Kazım GÜLEÇYÜZ |
|
Şimdi de ''yanlış ateş'' |
Mezargediği’nde 9 şehit verdiğimiz terör saldırısı için yapılan açıklamada, “Teröristleri çoban veya kaçakçı zannettik” denilmişti. Hatay-Hassa’daki talihsiz olayda ise, yaylada kekik toplayan köylüler “terörist zannedilerek” açılan asker ateşine hedef oldu ve maalesef iki masum köylü Hakkın rahmetine kavuştu. İzahları “zannetmek” üzerine bina edilen bu iki trajik hadise, terör bölgesinde görev yapan askerlerimizin sevk ve idaresinde, mutlaka dikkatle üzerinde durulup, düzeltilinceye kadar ısrarla çalışılması gereken ciddî sorunlar bulunduğunu bir kez daha açıkça gözler önüne serdi. Güvenlik uzmanları, Mezargediği saldırısındaki “zannetme” olayında, kesinlikle mazur görülemeyecek bir güvenlik zaafı ve gaflet halinin söz konusu olduğunu günlerdir ifade ediyorlar.

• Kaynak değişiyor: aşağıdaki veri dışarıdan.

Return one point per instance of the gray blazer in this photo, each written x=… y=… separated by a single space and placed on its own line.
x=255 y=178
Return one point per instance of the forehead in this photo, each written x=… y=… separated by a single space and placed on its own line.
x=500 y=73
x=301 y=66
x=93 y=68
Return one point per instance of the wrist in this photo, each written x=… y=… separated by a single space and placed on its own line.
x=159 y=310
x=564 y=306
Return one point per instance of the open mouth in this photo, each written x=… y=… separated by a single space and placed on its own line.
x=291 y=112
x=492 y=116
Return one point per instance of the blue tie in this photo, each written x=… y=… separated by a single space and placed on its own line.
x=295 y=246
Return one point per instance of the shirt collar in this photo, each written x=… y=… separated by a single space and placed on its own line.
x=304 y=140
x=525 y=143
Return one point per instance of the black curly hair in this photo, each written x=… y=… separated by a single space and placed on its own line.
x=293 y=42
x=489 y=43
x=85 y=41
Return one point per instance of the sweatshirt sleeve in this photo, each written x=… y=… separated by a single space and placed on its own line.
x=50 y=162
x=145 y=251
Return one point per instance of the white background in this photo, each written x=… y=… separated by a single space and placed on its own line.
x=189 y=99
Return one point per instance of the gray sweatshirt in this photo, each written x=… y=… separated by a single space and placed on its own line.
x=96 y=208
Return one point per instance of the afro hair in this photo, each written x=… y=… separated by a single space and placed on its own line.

Karşı tepelerdeki hareketliliğin fark edilmesini takiben, her ihtimale karşı boşluğa ateş açıp bomba attıktan sonra ses gelmeyince, “Herhalde çobanlar ve hayvanları ya da kaçakçılarmış ki karşılık vermediler” diye rehavete kapılmanın ve peşinden terörist baskınına maruz kalmanın askerî mantıkla da açıklanabilecek tarafı var mı? Birçok yorumcu tarafından seslendirildiği gibi, bir defa o saatte orada çobanların işi ne? Velev çoban bile olsa, çobanlar dağlarda 20-30 kişilik gruplar halinde mi dolaşıyor? Ve yine çoban olup da, Hassa’daki köylüler gibi isabet alarak vurulsalardı, bunun altından nasıl kalkılacaktı? Keza “kaçakçılar” izahı da son derece problemli. Çünkü hem askerin onlara da dokunmayıp göz yumduğunu ele veriyor, hem de açılan ateş ve atılan mermilerle vurulup ölmeleri halinde doğacak sonuç yine büyük sıkıntı getirirdi. Ve netice: Karaltıların çobana da, hayvanlarına da, kaçakçılara da ait olmadığı, mevzilere kadar sızan teröristlerin baskınıyla ortaya çıkıyor. Bu inanılmaz gafletin bedelini 9 şehidin acısıyla ödüyoruz. Sorumlularından hesap sorulup sorulmayacağını ise bilmiyoruz. Zira şu âna kadar o istikamette bir işaret ortaya çıkmış değil.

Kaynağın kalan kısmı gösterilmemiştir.